Document Management/ECM—This is my favorite topic in SharePoint architecture, so I was really excited to see some of the new features.
- Managed Metadata “term store”—This is how the above-mentioned corporate “tags” are managed. Managed Metadata is a new Shared Service application that allows administrators to define hierarchical trees of metadata terms, which are then promulgated out to all site collections that are consuming the Managed Metadata shared service (more on the architectural changes of Shared Services later in the week). Think of them as “super site columns”.
- Content type subscriptions—Similar to Managed Metadata, you can define content types from a particular site collection as subscribable. These are “pushed down” to all other participating site collections.
- Document set content types—This is something that a lot of us have tried to make work in MOSS, but it was kludgy. Now with MSS, you can define a set of multiple documents as part of a single content type. So for example, if you always need to create a set of certain documents as part of a “project kickoff” or “legal discovery” or “fantasy football league”—or anything else you can imagine—you can define the entire set of documents, including templates, columns, and workflows, and allow the entire set to be generated at the start of whatever it is that you are starting.
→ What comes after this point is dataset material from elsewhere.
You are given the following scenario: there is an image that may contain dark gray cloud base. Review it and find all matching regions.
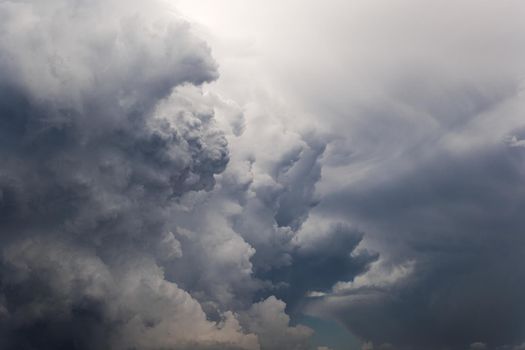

- Records Center—This app was kind of a disappointment to many of us in MOSS—it was really just a demonstration of the possibilities of MOSS for document management, but you couldn’t really do much with it by itself. It also lacked certain key functions, such as unique document IDs. Now the new Records Center—and indeed any document library—can have the following features if you enable them:
- Unique document IDs farm-wide
- Send to Records Center, and leave a link behind—this plus unique document IDs makes it possible to actually determine that a record has already been declared on a document—a glaring omission in MOSS.
- Auto-filing—allows you to define a rule to create folders automatically in a library based on unique values in a column on the items. Despite prior claims that metadata makes folders obsolete, folders are still very useful, and this solution makes them automatic for information management.
I learned a lot more, but I’m going to stop for today. I’ll be going through a lot of other features, as well as diving deeper (including screenshots) on the topics above, later in the week. If I can’t be there at SPC, I can at least feel like I’m involved by sharing what I learned a month ago!




October 20th, 2009 at 12:33 pm
Intersting stuff. Can’t wait to prop up a dev server.